Was ist eigentlich mit unseren interessenvertretenden Verbänden los? Schlafen die komplett oder haben die bereits resigniert? Das neue Bundesjagdgesetz hat sich vorher angekündigt, es war genug Zeit, sich einzumischen und dafür zu sorgen, dass die Jägerschaft dazu angehört wird. Der kleine ÖJV wurde offenbar gut gehört, sein Einfluss ist im neuen Gesetz deutlich herauszulesen. Was kann der ÖJV besser als der DJV und alle LJV zusammen? Warum lassen sich unsere Interessenvertretungen die Butter vom Brot nehmen? Mit diesem Bundesjagdgesetz und dem neuen Waffengesetz werden wir Jäger weiter entmündigt und gegängelt.

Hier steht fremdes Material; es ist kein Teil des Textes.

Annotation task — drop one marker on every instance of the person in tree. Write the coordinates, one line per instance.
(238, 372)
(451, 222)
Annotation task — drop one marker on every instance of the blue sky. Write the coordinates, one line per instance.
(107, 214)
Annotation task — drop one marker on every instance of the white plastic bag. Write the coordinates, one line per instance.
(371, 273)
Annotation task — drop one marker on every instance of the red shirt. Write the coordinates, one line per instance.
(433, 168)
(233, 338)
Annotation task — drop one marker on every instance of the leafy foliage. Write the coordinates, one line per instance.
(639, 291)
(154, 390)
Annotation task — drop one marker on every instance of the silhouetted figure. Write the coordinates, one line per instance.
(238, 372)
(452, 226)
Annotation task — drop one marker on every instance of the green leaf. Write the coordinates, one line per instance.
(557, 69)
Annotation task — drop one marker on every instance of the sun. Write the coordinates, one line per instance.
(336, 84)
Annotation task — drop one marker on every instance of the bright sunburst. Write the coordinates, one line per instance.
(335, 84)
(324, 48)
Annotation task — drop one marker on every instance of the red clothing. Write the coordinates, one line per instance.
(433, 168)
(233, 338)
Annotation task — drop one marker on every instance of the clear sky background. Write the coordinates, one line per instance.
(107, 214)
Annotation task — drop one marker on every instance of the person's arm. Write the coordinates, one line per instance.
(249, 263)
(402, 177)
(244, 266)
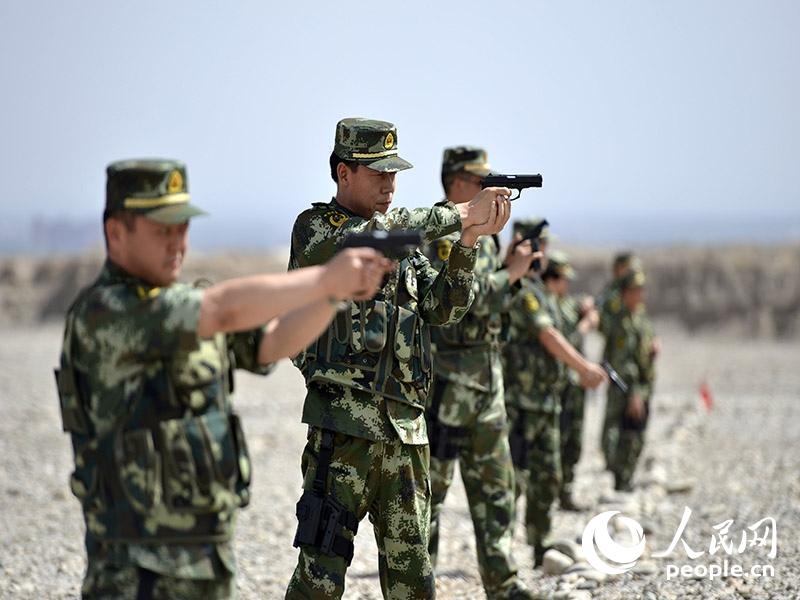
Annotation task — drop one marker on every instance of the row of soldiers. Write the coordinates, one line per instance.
(452, 353)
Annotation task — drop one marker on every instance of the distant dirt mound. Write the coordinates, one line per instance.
(753, 291)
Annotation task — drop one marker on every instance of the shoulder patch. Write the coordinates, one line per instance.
(443, 248)
(531, 303)
(336, 218)
(145, 293)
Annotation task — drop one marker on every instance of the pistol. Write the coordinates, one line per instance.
(533, 235)
(514, 182)
(389, 243)
(614, 377)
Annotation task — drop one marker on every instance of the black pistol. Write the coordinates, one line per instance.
(614, 377)
(390, 243)
(513, 182)
(533, 235)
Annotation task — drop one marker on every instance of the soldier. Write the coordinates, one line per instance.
(578, 318)
(368, 375)
(534, 375)
(629, 349)
(161, 464)
(466, 412)
(609, 301)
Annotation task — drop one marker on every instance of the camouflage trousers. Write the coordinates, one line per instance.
(539, 477)
(621, 445)
(482, 451)
(109, 578)
(571, 432)
(390, 481)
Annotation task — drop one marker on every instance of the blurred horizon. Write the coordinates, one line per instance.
(651, 123)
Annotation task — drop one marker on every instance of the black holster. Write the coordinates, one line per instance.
(320, 516)
(518, 443)
(444, 440)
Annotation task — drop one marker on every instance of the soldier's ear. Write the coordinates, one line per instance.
(343, 174)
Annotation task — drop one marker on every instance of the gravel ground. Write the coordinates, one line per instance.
(741, 462)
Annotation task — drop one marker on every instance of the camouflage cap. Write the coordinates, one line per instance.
(470, 159)
(633, 279)
(558, 265)
(155, 188)
(369, 142)
(521, 226)
(626, 259)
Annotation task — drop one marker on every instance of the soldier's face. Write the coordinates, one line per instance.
(366, 191)
(154, 251)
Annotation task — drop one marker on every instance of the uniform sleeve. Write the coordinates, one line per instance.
(244, 346)
(317, 234)
(446, 295)
(535, 317)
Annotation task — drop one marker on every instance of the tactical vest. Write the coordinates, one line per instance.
(472, 330)
(381, 346)
(529, 367)
(175, 465)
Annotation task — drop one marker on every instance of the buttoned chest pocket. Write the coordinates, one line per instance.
(199, 378)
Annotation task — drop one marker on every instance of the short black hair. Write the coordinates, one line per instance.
(334, 162)
(127, 217)
(447, 181)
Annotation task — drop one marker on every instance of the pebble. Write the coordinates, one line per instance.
(645, 567)
(569, 548)
(555, 562)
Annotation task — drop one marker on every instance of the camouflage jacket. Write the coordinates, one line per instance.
(464, 352)
(628, 348)
(369, 374)
(609, 303)
(533, 377)
(160, 457)
(570, 307)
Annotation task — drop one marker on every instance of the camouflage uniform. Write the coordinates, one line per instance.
(367, 381)
(572, 397)
(466, 412)
(534, 382)
(161, 464)
(609, 301)
(629, 350)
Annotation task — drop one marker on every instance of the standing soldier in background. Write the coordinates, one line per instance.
(535, 359)
(578, 318)
(466, 412)
(368, 376)
(609, 301)
(630, 350)
(161, 464)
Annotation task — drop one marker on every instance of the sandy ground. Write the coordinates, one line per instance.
(739, 462)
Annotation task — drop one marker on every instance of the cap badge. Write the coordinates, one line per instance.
(175, 182)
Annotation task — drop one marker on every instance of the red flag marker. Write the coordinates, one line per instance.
(705, 396)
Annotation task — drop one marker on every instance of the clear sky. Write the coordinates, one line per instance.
(675, 118)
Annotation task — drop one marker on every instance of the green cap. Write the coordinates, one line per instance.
(558, 265)
(154, 188)
(470, 159)
(369, 142)
(626, 260)
(632, 279)
(522, 226)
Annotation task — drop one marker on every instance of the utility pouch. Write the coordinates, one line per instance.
(73, 417)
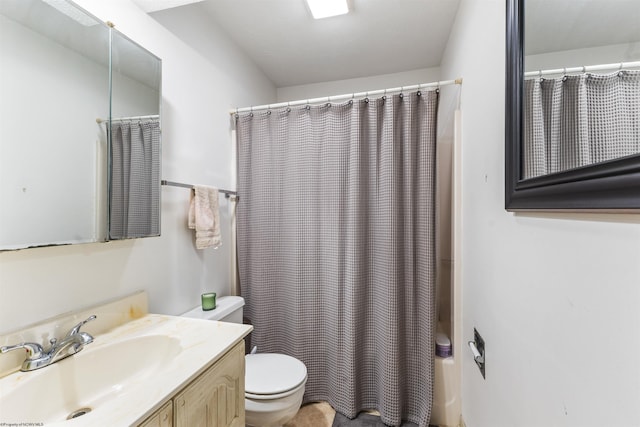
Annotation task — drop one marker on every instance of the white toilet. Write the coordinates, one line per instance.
(274, 383)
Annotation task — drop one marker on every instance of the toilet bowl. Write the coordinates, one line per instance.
(274, 387)
(274, 383)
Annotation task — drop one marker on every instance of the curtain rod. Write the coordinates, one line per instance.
(121, 119)
(347, 96)
(227, 193)
(584, 69)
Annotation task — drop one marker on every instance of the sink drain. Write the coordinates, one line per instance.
(78, 413)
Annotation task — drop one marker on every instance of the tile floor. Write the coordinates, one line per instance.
(319, 414)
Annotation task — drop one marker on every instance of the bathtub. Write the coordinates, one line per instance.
(445, 411)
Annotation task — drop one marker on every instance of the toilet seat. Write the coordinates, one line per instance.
(273, 376)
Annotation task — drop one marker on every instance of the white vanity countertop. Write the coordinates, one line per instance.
(193, 345)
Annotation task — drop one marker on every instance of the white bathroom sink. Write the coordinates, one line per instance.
(123, 376)
(81, 383)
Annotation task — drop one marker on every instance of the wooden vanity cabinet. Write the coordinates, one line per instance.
(163, 417)
(214, 399)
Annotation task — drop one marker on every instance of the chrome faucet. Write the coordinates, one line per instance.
(37, 357)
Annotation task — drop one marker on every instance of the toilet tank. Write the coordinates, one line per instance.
(228, 309)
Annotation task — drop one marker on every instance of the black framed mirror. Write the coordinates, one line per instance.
(612, 185)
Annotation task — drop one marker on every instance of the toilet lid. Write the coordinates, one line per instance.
(270, 373)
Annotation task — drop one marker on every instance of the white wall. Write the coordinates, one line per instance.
(555, 296)
(197, 94)
(363, 84)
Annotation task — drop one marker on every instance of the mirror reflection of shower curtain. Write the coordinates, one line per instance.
(577, 121)
(134, 202)
(336, 248)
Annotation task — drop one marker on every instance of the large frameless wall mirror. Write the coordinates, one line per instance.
(573, 105)
(55, 127)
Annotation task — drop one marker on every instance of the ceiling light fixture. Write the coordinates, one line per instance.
(326, 8)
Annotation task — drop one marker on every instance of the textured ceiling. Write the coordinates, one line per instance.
(558, 25)
(388, 36)
(376, 37)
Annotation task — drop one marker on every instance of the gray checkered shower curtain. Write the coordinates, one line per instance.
(580, 120)
(134, 195)
(336, 247)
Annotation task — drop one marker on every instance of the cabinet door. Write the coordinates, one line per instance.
(215, 398)
(163, 417)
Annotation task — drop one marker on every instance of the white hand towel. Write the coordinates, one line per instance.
(204, 216)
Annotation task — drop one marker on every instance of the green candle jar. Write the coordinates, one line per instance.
(208, 301)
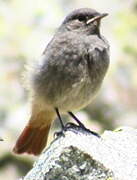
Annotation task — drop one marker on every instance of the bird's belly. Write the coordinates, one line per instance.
(76, 97)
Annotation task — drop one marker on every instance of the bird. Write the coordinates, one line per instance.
(66, 78)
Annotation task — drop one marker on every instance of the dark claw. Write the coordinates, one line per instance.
(58, 134)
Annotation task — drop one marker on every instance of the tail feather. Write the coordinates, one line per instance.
(34, 136)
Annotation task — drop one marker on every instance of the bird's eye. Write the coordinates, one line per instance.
(82, 18)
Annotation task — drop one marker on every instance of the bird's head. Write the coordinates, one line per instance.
(84, 20)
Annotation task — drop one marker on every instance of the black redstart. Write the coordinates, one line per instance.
(67, 77)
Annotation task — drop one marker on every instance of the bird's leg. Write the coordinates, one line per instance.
(61, 122)
(59, 117)
(76, 119)
(81, 125)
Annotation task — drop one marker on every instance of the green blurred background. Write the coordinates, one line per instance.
(26, 26)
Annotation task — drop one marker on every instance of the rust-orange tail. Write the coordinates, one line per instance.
(34, 136)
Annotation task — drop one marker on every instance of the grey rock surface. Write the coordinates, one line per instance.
(80, 155)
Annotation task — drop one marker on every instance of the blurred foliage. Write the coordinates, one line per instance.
(25, 29)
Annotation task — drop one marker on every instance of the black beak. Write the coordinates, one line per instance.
(97, 18)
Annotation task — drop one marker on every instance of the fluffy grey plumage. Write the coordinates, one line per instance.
(74, 63)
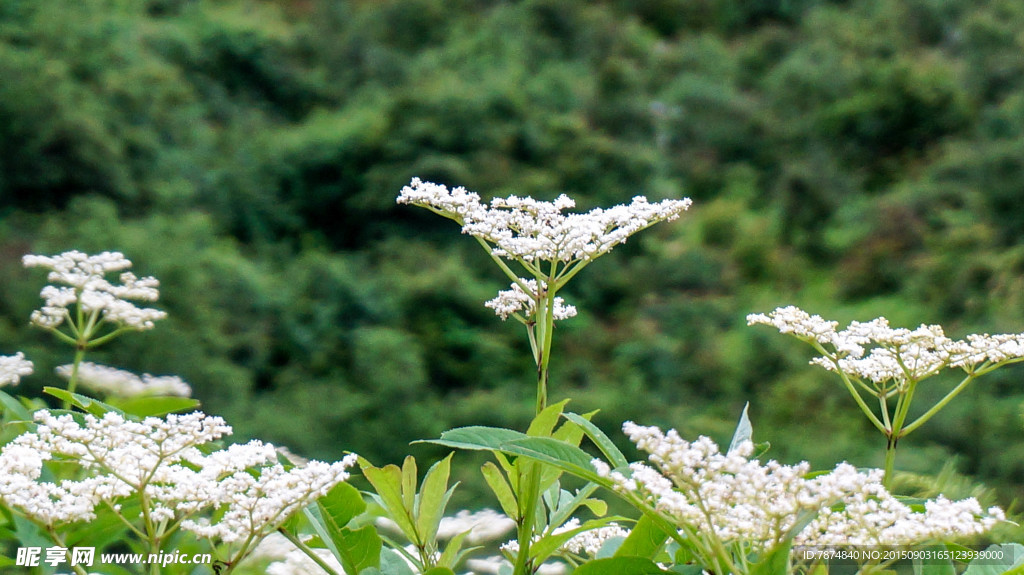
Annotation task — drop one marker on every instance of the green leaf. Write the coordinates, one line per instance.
(544, 423)
(547, 545)
(645, 539)
(342, 503)
(85, 403)
(744, 432)
(387, 484)
(409, 478)
(154, 405)
(451, 556)
(14, 408)
(355, 548)
(1012, 562)
(620, 566)
(602, 441)
(392, 564)
(432, 499)
(549, 450)
(501, 489)
(477, 438)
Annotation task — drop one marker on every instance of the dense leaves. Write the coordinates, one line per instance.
(857, 159)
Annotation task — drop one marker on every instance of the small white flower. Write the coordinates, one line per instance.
(485, 525)
(534, 230)
(85, 283)
(510, 302)
(111, 381)
(741, 499)
(877, 352)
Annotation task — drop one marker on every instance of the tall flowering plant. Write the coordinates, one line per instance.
(547, 245)
(526, 236)
(885, 365)
(129, 465)
(702, 511)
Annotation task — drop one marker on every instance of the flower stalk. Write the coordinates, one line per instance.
(872, 358)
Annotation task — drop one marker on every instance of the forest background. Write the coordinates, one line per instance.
(857, 159)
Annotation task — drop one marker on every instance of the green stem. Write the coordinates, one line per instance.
(309, 553)
(860, 400)
(938, 406)
(73, 380)
(524, 533)
(78, 569)
(887, 479)
(850, 387)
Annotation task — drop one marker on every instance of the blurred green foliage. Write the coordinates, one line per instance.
(857, 158)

Das neue Bundesjagdgesetz schafft es nicht einmal das Thema Nachtjagd und Nachtsichttechnik bundesweit klar und praxisnah zu regeln, im Sinne einer effektiven Unterstützung der Jagd zur ASP Prävention. Ich sehe bei diesen die Jagd einschränkenden gesetzlichen Rahmenbedingungen für mich keinerlei Motivation mich noch an einer ASP Bekämpfung oder am Waldumbau usw. über das absolut notwendige Mindestmass engagiert zu beteiligen. Sind wird den bekloppt? Wir tragen die Kosten, die Verantwortung und investieren jede Menge Zeit und Herzblut in die Jagd und laufen zunehmend Gefahr uns selber zu kriminalisieren und dann sollen wir, wenn es eng wird (ASP), für den Staat den Karren aus dem Dreck ziehen? Schließlich werden wir ausserdem zunehmend von jagdfernen Bürokraten dazu gezwungen, die Jagd in einer Art und Weise auszuüben, die unserer inneren Einstellung und unserem Ethos widerspricht. Wenn Werte wie Hege und Weidgerechtigkeit zunehmend aus dem Vokabular gestrichen werden und durch Wörter wie Wildmanagement oder Jagdeffizienz ersetzt werden, wenn von Wildentnahme statt Erlegung gesprochen wird, dann ist es mit der Jagd vorbei. Dann geht es um Schädlingsbekämpfung - und es ist eine Schande, dass weder der DJV noch die LJV jetzt beim Bundesjagdgesetz laut auf den Tisch hauen. Wenn ich könnte, würde ich noch heute aus diesen Organisationen austreten.